Bazı ailelerde anne-babalar şiddet uygulamak istemese de kendilerine hakim olamadıklarını ifade ediyorlar. Çoğu kez aile üyeleri birbirini çok sevdiği halde zaman zaman artan gerilimle birbirine ya da kuvvetliler zayıf olanlara zarar verebiliyor. Gerçekte şuur kaybına yol açan akıl hastalıkları dışında hiçbir sebep şiddete mazeret olamaz. Akıl hastalarının davranışlarından da vasileri, yakınları sorumludur.

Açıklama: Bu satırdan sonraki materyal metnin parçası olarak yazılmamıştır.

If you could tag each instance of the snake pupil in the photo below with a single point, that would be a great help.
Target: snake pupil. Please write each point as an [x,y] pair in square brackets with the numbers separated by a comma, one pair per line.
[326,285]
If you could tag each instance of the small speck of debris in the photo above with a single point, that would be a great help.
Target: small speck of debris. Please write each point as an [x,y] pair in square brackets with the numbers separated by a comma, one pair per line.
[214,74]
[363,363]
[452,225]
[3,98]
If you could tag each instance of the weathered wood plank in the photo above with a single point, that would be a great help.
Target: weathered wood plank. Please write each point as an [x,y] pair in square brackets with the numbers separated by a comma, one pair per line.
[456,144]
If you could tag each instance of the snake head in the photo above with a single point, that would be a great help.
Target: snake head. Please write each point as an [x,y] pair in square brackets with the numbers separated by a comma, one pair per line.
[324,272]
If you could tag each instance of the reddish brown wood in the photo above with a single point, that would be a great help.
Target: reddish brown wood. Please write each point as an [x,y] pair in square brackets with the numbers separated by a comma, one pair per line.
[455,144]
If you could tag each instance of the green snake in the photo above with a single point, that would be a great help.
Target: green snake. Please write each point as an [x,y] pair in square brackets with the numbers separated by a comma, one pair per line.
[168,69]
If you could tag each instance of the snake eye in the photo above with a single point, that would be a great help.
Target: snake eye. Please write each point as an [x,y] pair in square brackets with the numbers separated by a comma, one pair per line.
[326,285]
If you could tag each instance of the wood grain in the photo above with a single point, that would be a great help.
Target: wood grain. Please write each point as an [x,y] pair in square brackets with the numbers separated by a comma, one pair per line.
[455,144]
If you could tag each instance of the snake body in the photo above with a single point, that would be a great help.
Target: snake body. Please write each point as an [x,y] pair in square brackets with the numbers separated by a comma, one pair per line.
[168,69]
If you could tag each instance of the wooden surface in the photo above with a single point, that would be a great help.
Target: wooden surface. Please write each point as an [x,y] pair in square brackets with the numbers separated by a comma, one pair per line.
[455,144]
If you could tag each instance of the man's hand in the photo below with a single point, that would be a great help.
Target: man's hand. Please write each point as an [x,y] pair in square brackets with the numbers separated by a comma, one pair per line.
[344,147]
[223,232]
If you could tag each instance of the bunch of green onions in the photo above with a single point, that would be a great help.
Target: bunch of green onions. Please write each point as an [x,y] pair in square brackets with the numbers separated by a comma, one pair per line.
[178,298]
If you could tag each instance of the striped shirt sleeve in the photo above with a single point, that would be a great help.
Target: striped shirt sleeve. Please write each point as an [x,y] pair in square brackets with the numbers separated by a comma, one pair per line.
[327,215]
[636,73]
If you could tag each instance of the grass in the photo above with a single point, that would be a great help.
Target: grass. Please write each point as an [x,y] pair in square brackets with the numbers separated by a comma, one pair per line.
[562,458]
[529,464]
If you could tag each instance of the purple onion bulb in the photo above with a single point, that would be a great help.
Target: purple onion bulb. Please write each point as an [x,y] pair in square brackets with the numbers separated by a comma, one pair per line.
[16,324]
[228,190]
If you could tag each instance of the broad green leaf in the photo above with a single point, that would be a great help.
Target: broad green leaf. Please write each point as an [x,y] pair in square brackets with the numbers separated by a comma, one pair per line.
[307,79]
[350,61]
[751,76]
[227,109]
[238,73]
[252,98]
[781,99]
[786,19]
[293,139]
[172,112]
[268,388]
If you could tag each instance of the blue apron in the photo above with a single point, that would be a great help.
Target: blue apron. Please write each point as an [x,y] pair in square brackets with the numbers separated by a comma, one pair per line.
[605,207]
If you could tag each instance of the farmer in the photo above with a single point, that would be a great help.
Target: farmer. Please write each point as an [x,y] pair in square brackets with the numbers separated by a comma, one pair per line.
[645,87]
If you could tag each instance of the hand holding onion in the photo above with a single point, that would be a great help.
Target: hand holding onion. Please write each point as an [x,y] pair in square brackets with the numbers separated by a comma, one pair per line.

Ailede şiddet uygulayan kişiler ikiye ayrılır: Birinci gruptakiler şiddeti normal görür ve şiddeti savunurlar. İkinci gruptakiler ise şiddeti kesinlikle kabul etmez, benimsemez fakat stres altındayken kendilerini kontrol edemezler. Bunda yanlış örneklerin ve alışkanlıkların etkisi vardır. Bazı organik hastalıklar, aşırı zorlanmalar, yorgunluklar, ailede çok sayıda kişinin bir arada yaşamasına bağlı iletişim sorunları ve aile dışındaki müdahaleler ile aile ortamının gerilmesi gibi nedenler kişilerde saklı bulunan şiddet duygusunu tetikler. Bunu önlemek için sebepleri ortadan kaldırmak gerekir. Şiddetle mücadele etmek için şiddetin ciddi yaralanmalara ve travmalara sebep olacak boyutta olması şart değildir. Bazen şiddetin ruhlarda bıraktığı yara daha derindir. Siz, eşiniz ya da çocuklarınız zaman zaman hafif şekilde de olsa şiddete başvuruyorsanız problemi ciddi şekilde ele alarak iletişim şekillerinizi gözden geçirin. Hatayı hep karşınızda aramak yerine önce kendi hatalarınızı görmeye çalışın.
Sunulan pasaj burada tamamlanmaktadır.